When looking for a new puppy or dog, it is important to take a close look at your lifestyle and what you’re looking for in a dog so that you can choose the best puppy for you! [Need help doing that? Check out the first post in this series on Picking the Perfect Puppy!]
Once you’ve decided what type of puppy you’d like to bring home, it’s time to look for your puppy!
How should you choose where to get your puppy?
Depending on your goals for your puppy, getting your puppy from a reputable shelter/rescue may be the best choice for you or it may make the most sense for you to get your puppy from a reputable breeder. No matter where you get your puppy, the most important thing is to find a reputable source that cares about the dog’s long-term well-being.
Shelter and rescue dogs can make absolutely fabulous pets, but we often don’t know exactly what they will grow up to be. Sometimes you think you are adopting an Australian Cattle Dog puppy, but then she grows up to be a teeny 20 pound dog named Gouda! If you have a specific goal in mind and really want to adopt a rescue/shelter dog, adopting a slightly older puppy or adult dog will likely be a better fit! This will give you a better idea of what the shelter pup’s size and temperament will be. This is how and why I adopted Korra!

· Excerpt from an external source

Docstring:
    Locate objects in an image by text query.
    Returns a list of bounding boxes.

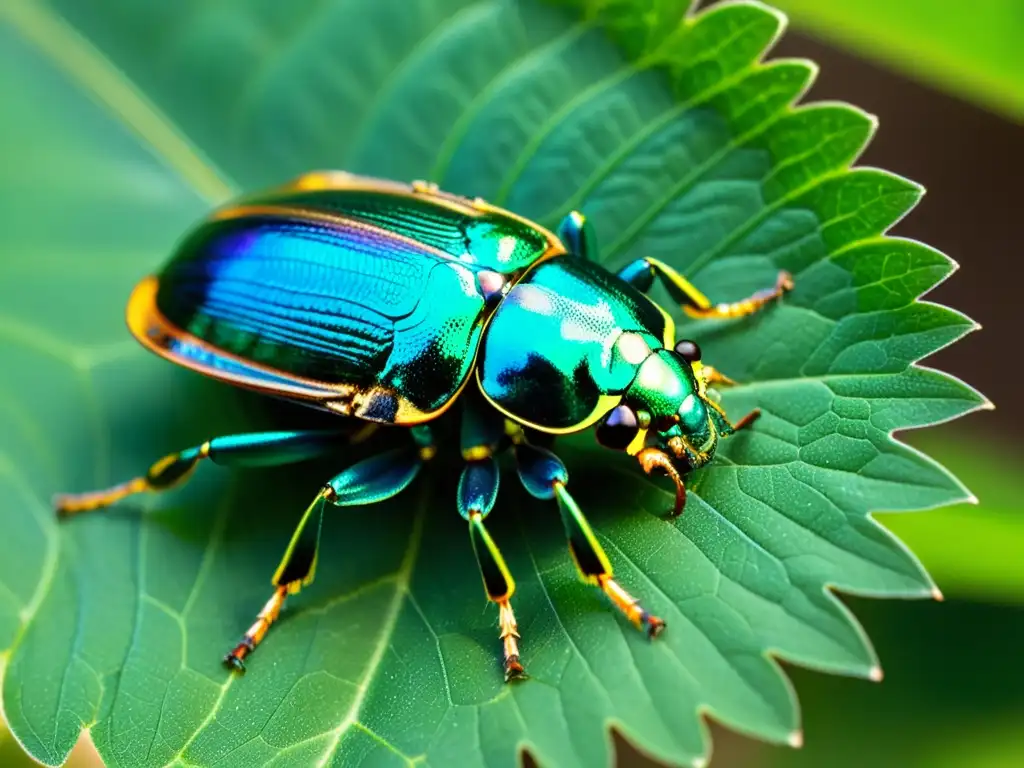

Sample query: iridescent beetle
[55,172,792,680]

I knew that she had the perfect temperament to become a therapy dog and that she was the size I was looking for because she was already full grown when I first met her. If your primary goal for your new puppy is to have a pet to share life’s adventures with you, a rescue/shelter puppy can often be the best choice. Shelters and rescues can also be an economical choice as their adoption fees are often less than the cost of a reputably bred puppy, but cover a good deal of veterinary care.

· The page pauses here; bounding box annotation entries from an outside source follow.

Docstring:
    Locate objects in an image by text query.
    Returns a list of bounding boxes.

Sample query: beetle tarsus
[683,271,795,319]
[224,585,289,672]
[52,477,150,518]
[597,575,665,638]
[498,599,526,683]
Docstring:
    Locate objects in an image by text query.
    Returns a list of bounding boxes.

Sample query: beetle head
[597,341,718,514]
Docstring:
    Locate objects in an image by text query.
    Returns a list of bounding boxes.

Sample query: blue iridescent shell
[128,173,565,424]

Unfortunately, not all rescues & shelters are ethical and reputable. Some are taking poor care of their animals, hoarding, or may even be a front for a puppy mill. [In fact, some rescues are actually buying puppies from the very breeders they publicly scorn.] How can you tell if a rescue or shelter is ethical and reputable? Check out these tips.
10 Signs You've Found a Reputable Shelter/Rescue
1. They let you meet the puppy before adopting.

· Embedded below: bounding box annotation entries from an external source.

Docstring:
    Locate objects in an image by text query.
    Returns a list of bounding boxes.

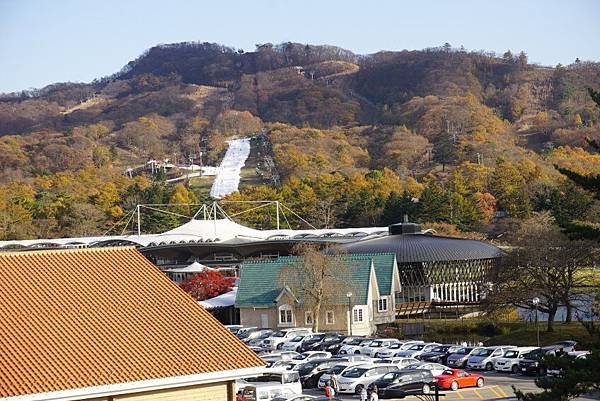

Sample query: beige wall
[93,382,234,401]
[240,305,373,335]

While there are lots of shelters and rescues that are very good at publishing thorough information about their puppies available to adopt, there is no substitute for meeting your new puppy in person. This is especially true if you have other pets at home. While some cats or small mammals might not be able to meet a dog before adoption, you should certainly do your best to introduce your current pets to your potential puppy. Remember, your primary goal should be to take the best possible care of the pets you already own! If your current pet doesn’t get along with the new puppy, it’s best to keep looking. Some shelters and rescues may require that you fill out an application before scheduling your meet and greet. This is ok! It helps them to use their resources efficiently and saves them from spending a lot of time with people that just want to hang out with a puppy and not actually bring one home.
Red Flag: They pressure you into bringing your puppy home NOW.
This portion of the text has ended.